Make Beer, Sell Beer, Make the World a Better Place — Lady Justice Brewing in Aurora, Colorado

Along one wall of Lady Justice Brewing’s taproom on East Colfax Avenue in Aurora, Colorado is a colourful mural with painted headshots of three figures: late liberal Supreme Court justice Ruth Bader Ginsburg; labour and civil rights activist Dolores Huerta; and late Black queer and trans rights activist Marsha P. Johnson, who played a major role in the Stonewall uprising in 1969. A large Pride flag faces the front door, and behind the bar are bulletin boards with quotes from the luminaries on the opposite wall.

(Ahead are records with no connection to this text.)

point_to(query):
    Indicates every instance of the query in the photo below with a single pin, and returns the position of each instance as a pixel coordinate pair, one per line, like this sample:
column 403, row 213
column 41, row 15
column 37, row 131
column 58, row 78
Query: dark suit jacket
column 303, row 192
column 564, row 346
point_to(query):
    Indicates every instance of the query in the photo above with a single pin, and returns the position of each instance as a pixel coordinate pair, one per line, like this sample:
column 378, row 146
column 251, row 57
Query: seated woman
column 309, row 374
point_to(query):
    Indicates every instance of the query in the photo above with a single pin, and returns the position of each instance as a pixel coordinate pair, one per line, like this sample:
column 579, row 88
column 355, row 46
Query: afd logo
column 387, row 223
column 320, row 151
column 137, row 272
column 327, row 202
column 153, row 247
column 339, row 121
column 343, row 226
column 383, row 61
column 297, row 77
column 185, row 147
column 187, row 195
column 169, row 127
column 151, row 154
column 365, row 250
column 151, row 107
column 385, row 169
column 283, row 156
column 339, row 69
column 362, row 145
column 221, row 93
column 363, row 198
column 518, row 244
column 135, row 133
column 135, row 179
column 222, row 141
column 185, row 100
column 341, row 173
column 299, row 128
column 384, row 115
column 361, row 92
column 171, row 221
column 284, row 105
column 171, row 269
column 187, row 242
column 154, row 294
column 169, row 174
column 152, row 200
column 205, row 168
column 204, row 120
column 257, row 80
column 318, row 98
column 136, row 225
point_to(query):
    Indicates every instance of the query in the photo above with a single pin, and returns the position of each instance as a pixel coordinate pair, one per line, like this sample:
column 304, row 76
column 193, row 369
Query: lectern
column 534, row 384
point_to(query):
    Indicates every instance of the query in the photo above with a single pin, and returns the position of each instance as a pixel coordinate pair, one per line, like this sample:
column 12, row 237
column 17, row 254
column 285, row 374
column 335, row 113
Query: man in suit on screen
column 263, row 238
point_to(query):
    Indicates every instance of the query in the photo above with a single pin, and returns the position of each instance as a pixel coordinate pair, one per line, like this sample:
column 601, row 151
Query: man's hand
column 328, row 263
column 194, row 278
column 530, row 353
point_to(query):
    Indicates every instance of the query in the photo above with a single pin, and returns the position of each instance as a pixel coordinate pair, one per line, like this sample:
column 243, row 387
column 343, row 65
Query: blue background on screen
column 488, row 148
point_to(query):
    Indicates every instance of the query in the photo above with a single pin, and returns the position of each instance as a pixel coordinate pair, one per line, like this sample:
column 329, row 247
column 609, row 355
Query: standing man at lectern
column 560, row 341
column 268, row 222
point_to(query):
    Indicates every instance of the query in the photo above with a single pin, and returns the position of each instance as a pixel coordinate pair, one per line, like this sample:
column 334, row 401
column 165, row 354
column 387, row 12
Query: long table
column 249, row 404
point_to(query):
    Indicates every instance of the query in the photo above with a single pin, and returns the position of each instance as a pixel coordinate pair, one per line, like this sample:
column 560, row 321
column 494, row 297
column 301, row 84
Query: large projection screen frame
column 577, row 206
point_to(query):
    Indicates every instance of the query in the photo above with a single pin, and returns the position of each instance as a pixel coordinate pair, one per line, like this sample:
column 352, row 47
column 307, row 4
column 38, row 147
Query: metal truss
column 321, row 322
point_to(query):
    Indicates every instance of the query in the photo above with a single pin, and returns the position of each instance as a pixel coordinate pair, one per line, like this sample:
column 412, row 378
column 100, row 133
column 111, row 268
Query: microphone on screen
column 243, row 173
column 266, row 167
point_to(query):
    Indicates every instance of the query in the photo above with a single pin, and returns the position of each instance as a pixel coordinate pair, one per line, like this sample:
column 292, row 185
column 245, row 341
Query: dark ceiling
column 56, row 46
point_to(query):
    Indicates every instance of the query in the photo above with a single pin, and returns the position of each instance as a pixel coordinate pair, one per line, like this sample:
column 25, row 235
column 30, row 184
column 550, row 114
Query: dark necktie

One from Dolores Huerta reads: 

“Every moment is an organizing opportunity, every person a potential activist, every minute a chance to change the world.”

Photography by David Nilsen

The founders of Lady Justice take that mantra to heart. Their brewery is focused not only on brewing great beer (they do) and making their taproom a welcoming community space (it is) but on actively working toward a more just and equitable world. Opened as a fully philanthropic brewery in 2016, Lady Justice has used an evolving donation model to funnel funds to progressive causes around Colorado and used their platform to promote justice, equity, and inclusion not just in craft beer, but within the broader culture.

I sat down with co-founders Kate Power and Betsy Lay at a corner table near the open front windows of their taproom on a warm autumn day, and they told me the story of how their brewery came to be as we sipped their beers. It turns out a session just like this was the inception point for the project. 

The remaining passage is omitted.